Professor Mark Lawler, Queen's University's Lead on the Programme said, "I am delighted that we have been chosen as a substantive site for this exciting new initiative. This research will be a game-changer in driving new knowledge to combat common diseases including cancer, asthma and eye disorders and will allows us to use Big Data to save people's lives."
From April this year, the six sites will work collaboratively as foundation partners in Health Data Research UK to make significant improvements in people's health by harnessing data science at scale across the UK.
Each site's research organisations will receive long-term funding awards and will become part of a collaborative research community working together to deliver the priorities of Health Data Research UK. This initial funding has been awarded following a rigorous application process, which included interviews with an international panel of experts.
Professor Andrew Morris, Director of Health Data Research UK, commented:
"I am delighted to make today's announcement, which marks the start of a unique opportunity for scientists, researchers and clinicians to use their collective expertise to transform the health of the population.
"The six HDR UK sites, comprising 21 universities and research institutes, have tremendous individual strengths and will form a solid foundation for our long-term ambition. By working together and with NHS and industry partners to the highest ethical standards, our vision is to harness data science on a national scale. This will unleash the potential for data and technologies to drive breakthroughs in medical research, improving the way we are able to prevent, detect and diagnose diseases like cancer, heart disease and asthma.
"I am grateful to our funders who recognise the importance of collaboration at scale, and the pivotal contribution of health data research to the UK's ambition to be a global leader in life sciences, for health and economic benefit."
Professor James McElnay, Acting-Vice-Chancellor and President, Queen's University Belfast said, "This is a tremendous achievement for our researchers here at Queen's. It is a recognition of the leadership that we have shown in the area of Big Data and Health Science and represents a superb opportunity to employ these skills to enhance human health."
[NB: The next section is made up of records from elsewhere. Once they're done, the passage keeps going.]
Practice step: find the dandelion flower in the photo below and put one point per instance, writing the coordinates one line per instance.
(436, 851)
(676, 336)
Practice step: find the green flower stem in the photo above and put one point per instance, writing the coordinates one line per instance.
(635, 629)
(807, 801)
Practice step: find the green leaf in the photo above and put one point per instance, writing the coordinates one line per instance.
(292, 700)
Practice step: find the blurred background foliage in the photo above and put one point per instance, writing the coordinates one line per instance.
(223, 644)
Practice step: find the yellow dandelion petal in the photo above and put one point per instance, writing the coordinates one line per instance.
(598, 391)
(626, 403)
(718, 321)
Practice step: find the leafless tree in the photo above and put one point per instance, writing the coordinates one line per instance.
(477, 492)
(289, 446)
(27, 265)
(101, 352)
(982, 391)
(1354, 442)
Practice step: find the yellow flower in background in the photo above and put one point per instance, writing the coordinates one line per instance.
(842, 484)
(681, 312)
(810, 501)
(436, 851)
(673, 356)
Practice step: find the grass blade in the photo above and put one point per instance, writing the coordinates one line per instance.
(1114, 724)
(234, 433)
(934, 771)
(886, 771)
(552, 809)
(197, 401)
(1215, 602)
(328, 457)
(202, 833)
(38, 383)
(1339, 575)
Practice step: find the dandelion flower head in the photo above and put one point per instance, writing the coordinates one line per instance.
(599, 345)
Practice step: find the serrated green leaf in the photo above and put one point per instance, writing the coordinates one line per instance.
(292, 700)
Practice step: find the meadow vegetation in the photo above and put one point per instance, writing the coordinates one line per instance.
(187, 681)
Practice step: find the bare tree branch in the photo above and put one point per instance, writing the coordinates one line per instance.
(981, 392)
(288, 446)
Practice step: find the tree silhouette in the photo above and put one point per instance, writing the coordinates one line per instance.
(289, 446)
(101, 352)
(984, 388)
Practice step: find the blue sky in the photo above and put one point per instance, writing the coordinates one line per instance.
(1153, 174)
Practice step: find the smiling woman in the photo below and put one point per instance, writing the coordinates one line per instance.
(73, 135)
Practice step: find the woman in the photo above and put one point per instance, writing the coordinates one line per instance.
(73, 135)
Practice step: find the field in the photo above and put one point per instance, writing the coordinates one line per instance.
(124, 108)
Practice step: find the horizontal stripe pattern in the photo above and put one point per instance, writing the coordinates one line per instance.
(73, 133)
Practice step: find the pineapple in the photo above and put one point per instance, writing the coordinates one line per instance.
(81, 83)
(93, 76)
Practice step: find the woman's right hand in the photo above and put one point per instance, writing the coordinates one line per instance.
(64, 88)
Professor Chris Elliott, Pro-Vice-Chancellor of the Faculty of Medicine, Health and Life Sciences at Queen's commented, "I am delighted that we have achieved this prestigious award, it aligns perfectly with the One Health Strategy of our Faculty and highlights our ability to lead and deliver high quality research with patient impact."
Health Data Research UK is committed to the highest ethical standards and will work with experts in public engagement to ensure the public voice is central to its activity. It will work at scale and forge national and international partnerships to deliver:
New scientific discovery
A vibrant training environment for the next generation of data scientists
A trustworthy UK-wide research and innovation ecosystem for health data research
Commenting on the success, Professor Ian Young Head of the Health and Social Care Research and Development Division (Public Health Agency, Northern Ireland) said. "I am delighted that Queen's University Belfast came through this rigorous competitive selection process and will help lead a transformative data science initiative across the UK. Northern Ireland has key skills in this area and translating outputs from this programme will have key benefits for patients and society in Northern Ireland."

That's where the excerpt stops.